Larry King: Years ago I was a radio DJ, how did you get into all this?
Here in LA, I was djing in bars and clubs. 2003-2007 Los Angeles era was not as him as it is now. It was very much top 40 run city. There was a small underground scene playing underground music. I was kinda mixing myself in both worlds, I was playing underground events to establish my name and doing clubs and bars to make money.
Larry King: How did EDM get big? When did it burst?
The term EDM is fairly new and an American concept. Around 2011-12 was when people started using the term more. I was in Europe a lot in the summer and they don’t really use the term much there. They prefer dance music or electronic music.
Larry King: Did EDM start in vegas here? I associate it with Vegas hotels.
Vegas is definitely the city that has the money to pay the biggest DJs to keep coming back. Vegas holds strong as one of the most and influential cities.

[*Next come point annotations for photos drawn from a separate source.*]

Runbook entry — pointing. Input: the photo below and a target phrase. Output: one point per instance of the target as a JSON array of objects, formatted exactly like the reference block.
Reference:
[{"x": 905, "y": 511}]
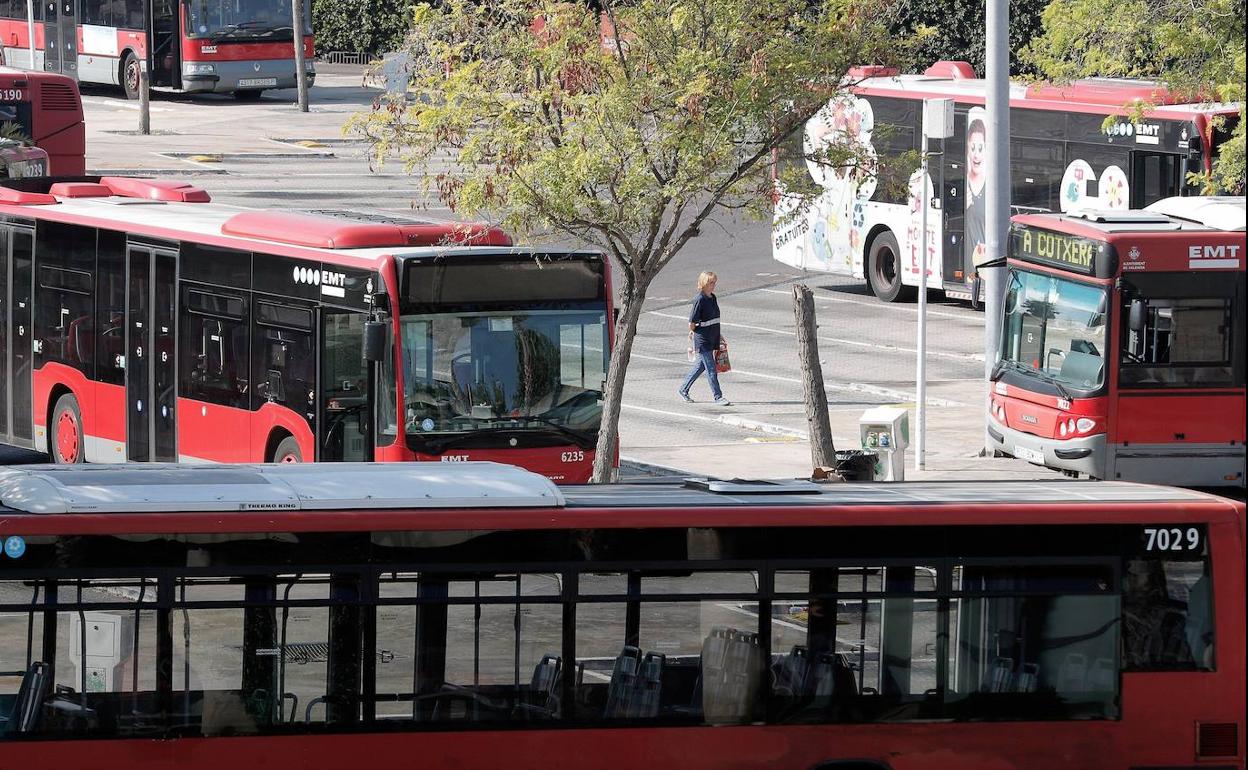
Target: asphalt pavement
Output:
[{"x": 267, "y": 154}]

Larry King: What burst through for you? What made Steve Aoki big?
Festivals. My first big festival was the 2007 Coachella, which was a huge platform.
Larry King: What makes a good DJ?
From day one to where I am now it’s how you connect to the audience. You’re having a conversation through music, it’s how you get everyone interacting with your music and engaging the audience.
Larry King: Steve Wynn (owner of Wynn hotel in Vegas) my old friend revealed that he pays $400,000+ per night for a DJ performance. What constitutes that price?
Economies of scale to how much the venue is making from the artist. In addition to GA tickets, people are buying bottles and celebrating whatever they want.
Larry King: At the festival, you do gimmicky things right? How did that come about?
In 2007 my first time doing Coachella was a huge deal for me. Two years later I played there again and wanted to do something special for the show so I brought in a raft that friends and audience members could surf through the crowd with. Two years later my show evolved and we wanted to do something new so we introduced throwing a cake. The whole point of it is to excite the crowd.
Larry King: Drug use at EDM events? Do EDM shows get a bad rep?
Yes, every single gathering there is some form of drug use. It’s unfortunate that dance music gets the big spotlight.
Larry King: Have you had people get hurt or die at events?
Yes, people have died and overdosed. It concerns me and I want to make sure there is education and awareness on what it means what can happen.
Larry King: Did you ever think of doing anything other than music?
For a long time no. when I was a teenager I thought following my father’s footsteps would be my route. I decided to become vegan while my father was running a steak house and I was into animal rights. I studied women studies which didn’t really make sense to my father. Did a lot of things that didn’t really make sense for me to follow in his footsteps.